The labels: Jeremy Scott, Jean-Charles de Castelbajac and Alexander McQueen

Take a leaf from the children's classic Alice In Wonderland and enter a world of whimsy.

For American designer Jeremy Scott and Moroccan designer Jean-Charles de Castelbajac, the world is as weird as it is wonderful.

The always outrageous Scott drew inspiration from Minnie Mouse and created red swing coats and body-con dresses with cut-outs to resemble her signature polka dots.

Castelbajac, meanwhile, paid tribute to the Muppets and printed Kermit the Frog and pals on knit tops, satin skirts and gloves.

Redefining the concept of faux animal fur, he created a coat out of Kermit plush toys.
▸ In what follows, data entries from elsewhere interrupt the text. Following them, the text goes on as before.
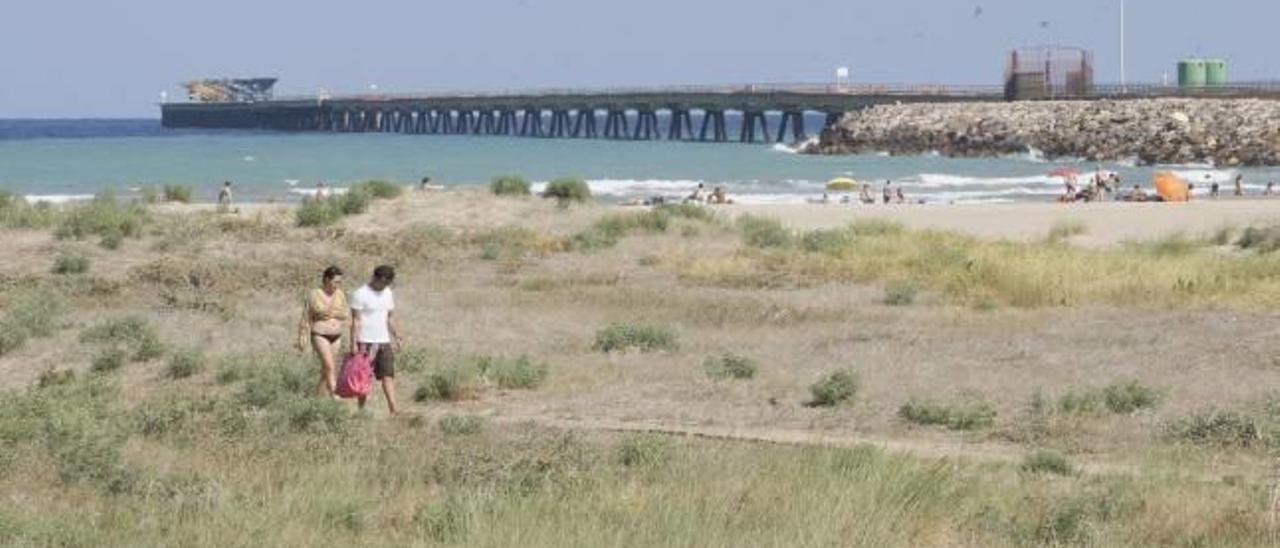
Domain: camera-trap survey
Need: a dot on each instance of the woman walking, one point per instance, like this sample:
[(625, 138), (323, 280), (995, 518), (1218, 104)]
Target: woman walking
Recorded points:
[(324, 315)]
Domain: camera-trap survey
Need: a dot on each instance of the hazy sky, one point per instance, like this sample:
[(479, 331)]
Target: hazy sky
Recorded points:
[(110, 58)]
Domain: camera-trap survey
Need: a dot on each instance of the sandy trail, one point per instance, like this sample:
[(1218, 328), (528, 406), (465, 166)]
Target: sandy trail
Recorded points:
[(1107, 223)]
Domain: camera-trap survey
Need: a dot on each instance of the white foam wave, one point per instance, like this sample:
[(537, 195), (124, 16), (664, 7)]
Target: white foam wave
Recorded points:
[(944, 179), (1207, 176), (314, 191), (56, 199)]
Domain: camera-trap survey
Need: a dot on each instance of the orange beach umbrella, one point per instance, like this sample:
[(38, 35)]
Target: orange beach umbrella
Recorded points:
[(1170, 187)]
At British enfant terrible Alexander McQueen's show, things took a darker turn as models trotted out with their faces painted white and lips enlarged to resemble clowns from every child's worst nightmare.
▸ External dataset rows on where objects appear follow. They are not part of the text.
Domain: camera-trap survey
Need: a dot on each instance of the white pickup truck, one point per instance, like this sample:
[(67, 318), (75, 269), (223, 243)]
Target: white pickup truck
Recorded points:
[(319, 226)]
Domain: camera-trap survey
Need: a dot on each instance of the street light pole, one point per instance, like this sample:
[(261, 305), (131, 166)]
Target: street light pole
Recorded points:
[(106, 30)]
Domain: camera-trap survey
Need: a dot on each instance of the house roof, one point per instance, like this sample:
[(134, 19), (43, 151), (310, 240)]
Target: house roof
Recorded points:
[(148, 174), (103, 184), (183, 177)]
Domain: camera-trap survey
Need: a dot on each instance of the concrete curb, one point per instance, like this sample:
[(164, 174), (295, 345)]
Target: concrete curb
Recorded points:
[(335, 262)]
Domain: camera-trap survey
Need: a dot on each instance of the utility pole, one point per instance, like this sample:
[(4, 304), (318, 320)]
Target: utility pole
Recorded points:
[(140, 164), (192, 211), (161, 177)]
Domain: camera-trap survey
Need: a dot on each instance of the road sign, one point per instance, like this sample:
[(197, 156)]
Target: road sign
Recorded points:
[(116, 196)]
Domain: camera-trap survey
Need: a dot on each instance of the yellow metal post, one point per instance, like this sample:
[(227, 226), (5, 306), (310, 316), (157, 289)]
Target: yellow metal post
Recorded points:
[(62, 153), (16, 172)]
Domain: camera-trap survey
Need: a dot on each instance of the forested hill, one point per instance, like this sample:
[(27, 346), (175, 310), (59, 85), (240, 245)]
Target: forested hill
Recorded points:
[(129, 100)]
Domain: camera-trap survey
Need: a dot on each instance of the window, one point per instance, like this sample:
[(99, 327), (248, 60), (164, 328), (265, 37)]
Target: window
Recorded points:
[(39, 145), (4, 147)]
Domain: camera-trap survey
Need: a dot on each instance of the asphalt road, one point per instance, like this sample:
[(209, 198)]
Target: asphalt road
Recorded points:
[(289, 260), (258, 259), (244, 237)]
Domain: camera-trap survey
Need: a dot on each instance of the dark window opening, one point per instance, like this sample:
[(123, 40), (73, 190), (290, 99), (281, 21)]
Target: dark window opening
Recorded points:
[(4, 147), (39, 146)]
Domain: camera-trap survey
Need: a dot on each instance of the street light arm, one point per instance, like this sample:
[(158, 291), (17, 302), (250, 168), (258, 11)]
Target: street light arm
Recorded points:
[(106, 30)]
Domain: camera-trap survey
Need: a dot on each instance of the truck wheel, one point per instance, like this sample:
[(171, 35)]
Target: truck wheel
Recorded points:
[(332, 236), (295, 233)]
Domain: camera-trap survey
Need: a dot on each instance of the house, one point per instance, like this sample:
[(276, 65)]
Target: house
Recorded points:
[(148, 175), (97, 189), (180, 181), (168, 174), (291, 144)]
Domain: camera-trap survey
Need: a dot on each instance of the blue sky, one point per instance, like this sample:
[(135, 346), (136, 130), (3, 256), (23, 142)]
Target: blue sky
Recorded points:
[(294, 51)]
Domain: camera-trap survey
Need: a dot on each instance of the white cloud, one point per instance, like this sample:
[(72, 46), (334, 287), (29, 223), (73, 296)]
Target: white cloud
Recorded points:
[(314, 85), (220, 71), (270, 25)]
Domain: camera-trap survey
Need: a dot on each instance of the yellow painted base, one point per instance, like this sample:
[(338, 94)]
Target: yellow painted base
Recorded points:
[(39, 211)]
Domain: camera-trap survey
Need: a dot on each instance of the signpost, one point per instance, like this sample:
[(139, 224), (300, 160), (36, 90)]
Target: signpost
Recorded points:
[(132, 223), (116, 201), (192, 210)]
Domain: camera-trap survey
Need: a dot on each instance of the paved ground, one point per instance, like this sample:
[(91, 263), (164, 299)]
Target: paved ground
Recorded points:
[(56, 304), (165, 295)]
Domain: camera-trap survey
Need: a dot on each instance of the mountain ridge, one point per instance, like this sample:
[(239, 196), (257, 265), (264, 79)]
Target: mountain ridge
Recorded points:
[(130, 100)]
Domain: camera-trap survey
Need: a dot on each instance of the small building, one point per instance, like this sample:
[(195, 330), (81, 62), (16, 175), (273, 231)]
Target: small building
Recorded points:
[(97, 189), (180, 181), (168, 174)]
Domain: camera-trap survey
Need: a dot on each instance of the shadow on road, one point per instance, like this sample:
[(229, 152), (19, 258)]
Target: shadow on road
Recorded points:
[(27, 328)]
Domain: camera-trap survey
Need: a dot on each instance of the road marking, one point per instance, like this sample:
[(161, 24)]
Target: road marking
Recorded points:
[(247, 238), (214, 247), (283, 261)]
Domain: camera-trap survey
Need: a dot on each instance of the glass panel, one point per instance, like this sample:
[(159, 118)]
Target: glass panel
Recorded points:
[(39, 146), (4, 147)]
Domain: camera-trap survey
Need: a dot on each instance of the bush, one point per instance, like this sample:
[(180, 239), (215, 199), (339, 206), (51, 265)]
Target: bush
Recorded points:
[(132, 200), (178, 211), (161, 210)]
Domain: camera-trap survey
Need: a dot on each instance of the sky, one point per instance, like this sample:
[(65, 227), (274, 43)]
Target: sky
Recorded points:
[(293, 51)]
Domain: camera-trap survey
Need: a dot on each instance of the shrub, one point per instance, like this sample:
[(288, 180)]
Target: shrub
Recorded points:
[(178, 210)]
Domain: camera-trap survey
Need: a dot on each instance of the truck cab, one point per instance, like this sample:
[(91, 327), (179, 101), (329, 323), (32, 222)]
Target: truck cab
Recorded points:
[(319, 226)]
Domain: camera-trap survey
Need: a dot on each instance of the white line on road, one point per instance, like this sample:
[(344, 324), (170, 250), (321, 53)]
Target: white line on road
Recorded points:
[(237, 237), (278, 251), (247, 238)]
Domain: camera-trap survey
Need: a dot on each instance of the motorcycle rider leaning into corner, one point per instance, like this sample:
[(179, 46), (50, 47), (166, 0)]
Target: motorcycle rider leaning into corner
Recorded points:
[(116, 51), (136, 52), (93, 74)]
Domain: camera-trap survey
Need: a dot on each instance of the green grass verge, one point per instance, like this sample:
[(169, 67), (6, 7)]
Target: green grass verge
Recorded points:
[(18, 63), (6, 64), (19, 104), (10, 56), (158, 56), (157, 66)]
The clothes, too, had a perverse streak. There were tweed suits, nipped-in jackets and full skirts, all signatures of brands like Chanel and Dior but given McQueen's touch of mayhem. The exaggerated or rainbow-speckled houndstooth prints and oversized coiled collars were more parody than mimicry.


The labels: Louis Vuitton, Balmain and Jean Paul Gaultier

What better time than now to return to the 1980s - best known for its fun and frivolous fashion - for some much-needed industry cheer?

Louis Vuitton's creative director Marc Jacobs led the retro revival at his show last Thursday with his leather and lace Material Girl-inspired collection.

Hot pink bras peeked through sheer beige knits. Dress silhouettes echoed the style of 1980s prom dresses in the form of cute satin numbers with mini bubble skirts.

Elaborate, couture-style ruffles, ruching and sequined detailing made a potentially tacky collection tasteful.

Then, of course, there were the shoulders - big, bold and square.

The exaggerated shoulders look were also reprised by Jean Paul Gaultier and Balmain.

Gaultier put the block shape on body-con dresses and handsome suits.

Balmain's collection, meanwhile, had a disco diva groove with its heavily sequined sheath dresses with ruffled collars and hems.


The labels: Valentino, Miu Miu, Dior, Christian Lacroix and Chanel

Animal activists would have bayed for blood looking at the luxe coats on the Paris catwalks, such as Valentino's fox fur-trimmed hemlines and turquoise feathered coat.

At Dior, the fur of choice - astrakhan, the fleece of prized Karukal sheep - went on hats and hems.

The trend-setting Miuccia Prada even put fur on heels and scarf edges at Miu Miu.

However, there were more animal-friendly frills found elsewhere - chiffon camellias and French maid ruffles at Chanel, faux floral stoles at Lacroix and bunny ear-like headbands at Louis Vuitton.